D3 is definitely not a “here’s my x series data, here’s my y series data, plot a line chart” tool. It is quite low level, and requires a fairly good understanding of:
- DOM
- CSS
- JavaScript programming
- HTML
In return for the heavier investment in technical skills required to get up and running, you get incredibly fine-grained control over your visuals, as well as the ability to create animated and interactive content - which would be very hard or impossible to do with many other higher level graphing tools. D3 acts as a thin layer between your data and the DOM, and harnesses the power of SVG (Scalable Vector Graphics) to allow you to create visuals declaratively using XML style syntax. This screenshot shows you what D3 outputs to the page within the SVG tag:
I will run through the example I put together, after spending a couple of hours going through the PluralSight course.
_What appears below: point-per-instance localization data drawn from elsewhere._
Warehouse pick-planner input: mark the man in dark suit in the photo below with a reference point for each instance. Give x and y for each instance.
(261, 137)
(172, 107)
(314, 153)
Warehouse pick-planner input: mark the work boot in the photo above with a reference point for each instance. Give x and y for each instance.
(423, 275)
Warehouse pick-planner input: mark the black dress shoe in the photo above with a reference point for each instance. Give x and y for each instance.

As part of my daily load from my @furzedowntweets Twitter stream to MongoDB, I have also been storing the total number of followers each day. I know this won’t provide any amazing insights, but I thought it would be a good data source to use for a simple graphing example - not requiring any data manipulation within MongoDB.
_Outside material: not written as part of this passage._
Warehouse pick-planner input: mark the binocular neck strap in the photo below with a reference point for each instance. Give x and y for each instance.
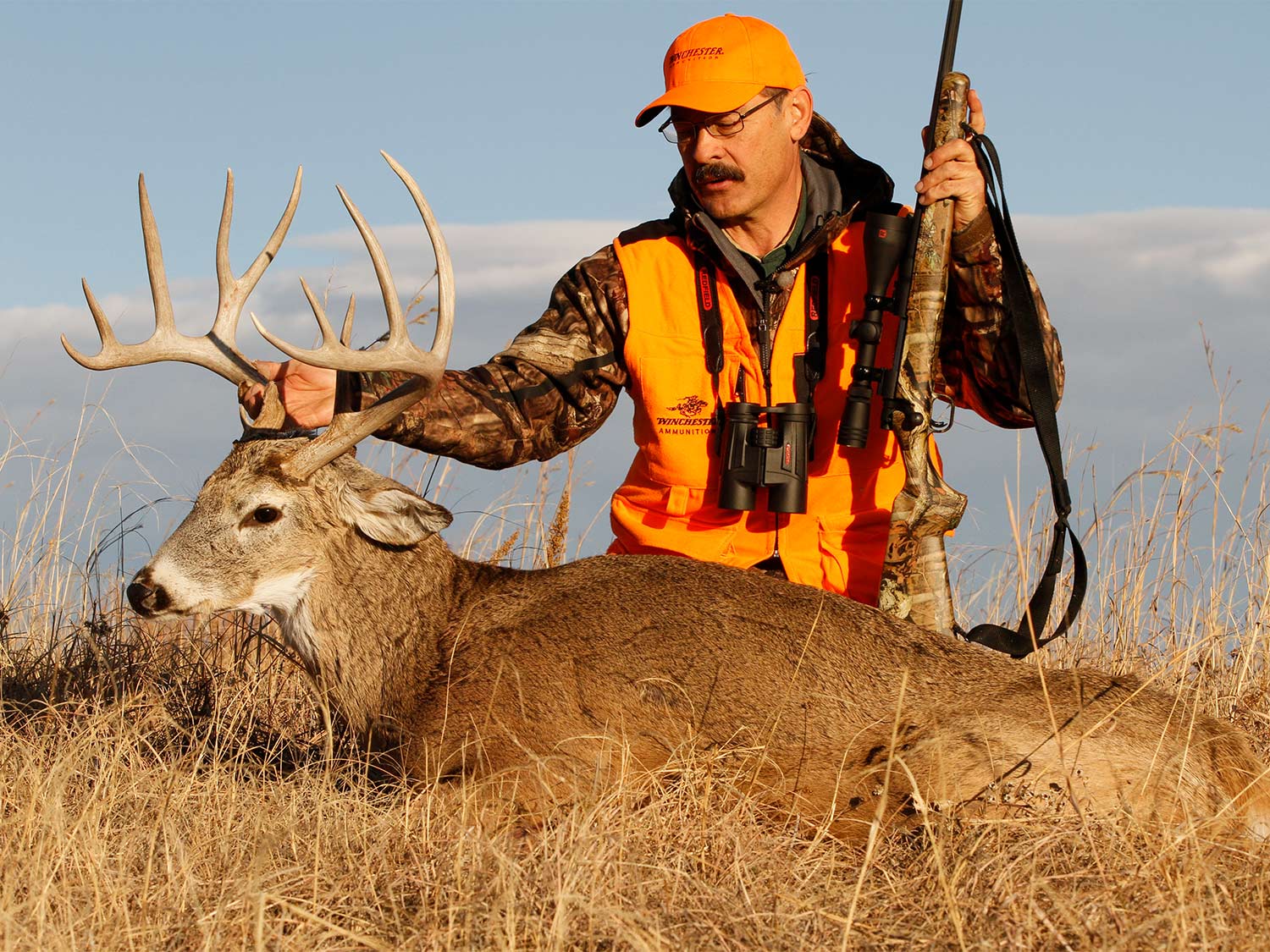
(809, 366)
(711, 334)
As I have been learning the Flask Python web development micro-framework recently, I thought I would continue with that platform for this exercise. So I set up a basic Flask app with two application routes:
- Index - returns the default page - this will contain all the graphing functionality
- RawData - this will connect to my MongoDB Atlas instance in the cloud, and return the followers by date data in json format
I created a graph.js file which contains all the d3 functionality.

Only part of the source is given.